The debtors of FTX and sister hedge fund Alameda Research filed a complaint Monday in federal bankruptcy court, accusing Bankman-Fried's father, Joseph Bankman, and mother, Barbara Fried, of exploiting "their access and influence within the FTX enterprise to enrich themselves, directly and indirectly, by millions of dollars, and knowingly at the expense of the debtors."
The plaintiffs allege that Bankman directed some $5.5 million to be donated to Stanford, his employer at the time, and Fried was successful in having tens of millions of dollars from her son's companies donated to MTG, a political action committee she co-founded.
FTX debtors also allege Bankman and Fried personally accepted $10 million gifted from their son in early 2022 that originated from Alameda and were deeded a $16.4 million property in the Bahamas that was paid for with funds from FTX Trading.

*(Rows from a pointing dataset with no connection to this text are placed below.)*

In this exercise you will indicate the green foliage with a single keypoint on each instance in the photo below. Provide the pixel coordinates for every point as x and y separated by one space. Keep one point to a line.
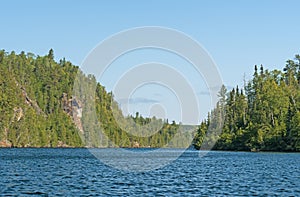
37 108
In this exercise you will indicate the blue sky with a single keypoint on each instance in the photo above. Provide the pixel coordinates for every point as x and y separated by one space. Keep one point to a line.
237 34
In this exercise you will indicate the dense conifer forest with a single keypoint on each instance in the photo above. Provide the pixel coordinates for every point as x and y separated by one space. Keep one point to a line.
264 115
38 109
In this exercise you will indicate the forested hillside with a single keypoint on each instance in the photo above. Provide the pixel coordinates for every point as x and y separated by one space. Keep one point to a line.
263 115
37 108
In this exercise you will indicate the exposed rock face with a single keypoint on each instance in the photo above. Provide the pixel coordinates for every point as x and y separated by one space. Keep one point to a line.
73 108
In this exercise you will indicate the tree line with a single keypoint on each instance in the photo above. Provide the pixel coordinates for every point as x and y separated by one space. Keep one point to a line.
263 115
37 108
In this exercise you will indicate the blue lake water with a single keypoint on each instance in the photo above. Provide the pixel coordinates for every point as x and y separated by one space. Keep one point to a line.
77 172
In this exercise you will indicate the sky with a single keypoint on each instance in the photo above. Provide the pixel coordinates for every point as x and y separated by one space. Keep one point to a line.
236 34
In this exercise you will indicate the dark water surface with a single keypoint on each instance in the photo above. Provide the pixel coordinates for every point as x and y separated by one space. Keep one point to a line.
76 172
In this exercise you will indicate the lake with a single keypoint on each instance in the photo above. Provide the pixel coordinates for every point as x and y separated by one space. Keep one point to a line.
77 172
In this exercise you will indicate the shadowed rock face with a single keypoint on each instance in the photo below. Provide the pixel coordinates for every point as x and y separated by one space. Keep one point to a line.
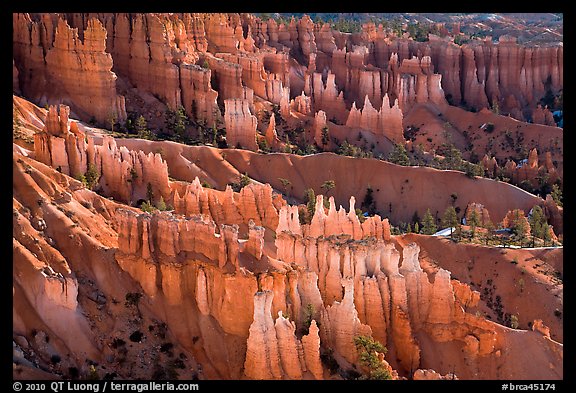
249 284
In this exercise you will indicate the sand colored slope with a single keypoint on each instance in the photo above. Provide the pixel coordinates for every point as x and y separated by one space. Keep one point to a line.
403 189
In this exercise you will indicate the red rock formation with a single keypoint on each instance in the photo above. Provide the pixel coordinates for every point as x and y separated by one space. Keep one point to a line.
326 96
481 212
15 81
222 34
319 124
271 135
198 97
301 104
490 165
61 64
56 146
253 74
387 121
229 77
543 116
240 124
254 202
512 217
195 31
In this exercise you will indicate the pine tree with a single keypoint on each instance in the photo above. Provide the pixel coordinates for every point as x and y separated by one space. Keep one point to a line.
474 221
428 225
328 185
537 221
310 198
450 218
557 194
399 155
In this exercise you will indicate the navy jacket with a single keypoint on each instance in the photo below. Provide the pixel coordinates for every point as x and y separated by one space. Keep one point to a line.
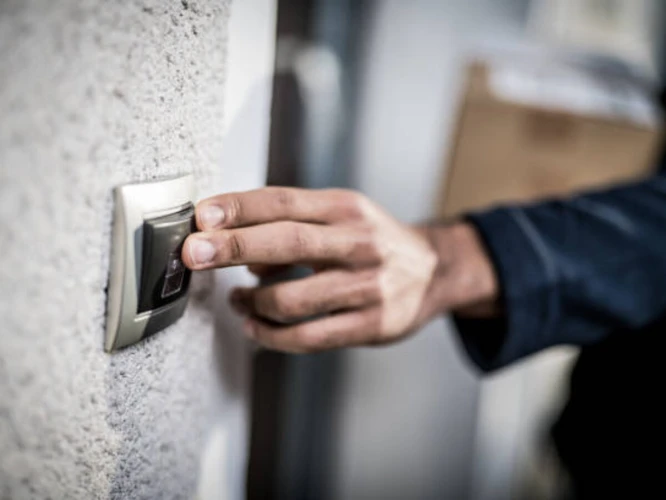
588 271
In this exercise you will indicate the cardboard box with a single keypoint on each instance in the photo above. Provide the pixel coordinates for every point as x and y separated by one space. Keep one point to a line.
527 132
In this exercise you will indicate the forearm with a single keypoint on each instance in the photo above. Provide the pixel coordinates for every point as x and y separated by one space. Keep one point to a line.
465 281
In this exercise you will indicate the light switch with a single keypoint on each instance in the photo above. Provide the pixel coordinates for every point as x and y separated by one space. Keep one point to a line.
148 282
164 277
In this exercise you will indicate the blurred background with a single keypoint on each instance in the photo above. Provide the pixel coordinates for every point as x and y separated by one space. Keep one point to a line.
432 108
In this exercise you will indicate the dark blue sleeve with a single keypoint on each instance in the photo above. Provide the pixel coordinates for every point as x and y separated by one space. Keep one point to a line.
572 271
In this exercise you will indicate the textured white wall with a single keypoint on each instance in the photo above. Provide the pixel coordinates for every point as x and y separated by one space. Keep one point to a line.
95 94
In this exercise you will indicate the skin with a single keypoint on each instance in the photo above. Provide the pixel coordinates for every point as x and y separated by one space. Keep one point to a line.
375 280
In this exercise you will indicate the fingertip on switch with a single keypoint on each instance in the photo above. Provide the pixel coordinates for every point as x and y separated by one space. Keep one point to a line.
210 216
199 250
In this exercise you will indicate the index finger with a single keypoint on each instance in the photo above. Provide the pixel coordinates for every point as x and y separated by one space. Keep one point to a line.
274 204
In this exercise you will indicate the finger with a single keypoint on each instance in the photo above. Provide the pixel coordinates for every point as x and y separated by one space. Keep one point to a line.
263 270
318 294
277 203
280 243
341 330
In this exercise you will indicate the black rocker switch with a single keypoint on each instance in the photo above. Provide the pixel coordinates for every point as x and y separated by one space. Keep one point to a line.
164 277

Bankman and Fried's attorneys, Sean Hecker and Michael Tremonte, said in a joint statement that FTX's claims were "completely false" and that the new lawsuit was a waste of money that could be returned to FTX customers.
"This is a dangerous attempt to intimidate Joe and Barbara and undermine the jury process just days before their child’s trial begins," Hecker and Tremonte said.
Bankman-Fried has been charged with several federal crimes related to the collapse of his crypto empire, including securities fraud and looting the platform for personal gain. The former CEO has pleaded not guilty to all charges and is currently incarcerated as he prepares for his trial, which is set to begin next month.
Neither Bankman nor Fried have been charged with any crimes.
Reuters contributed to this report.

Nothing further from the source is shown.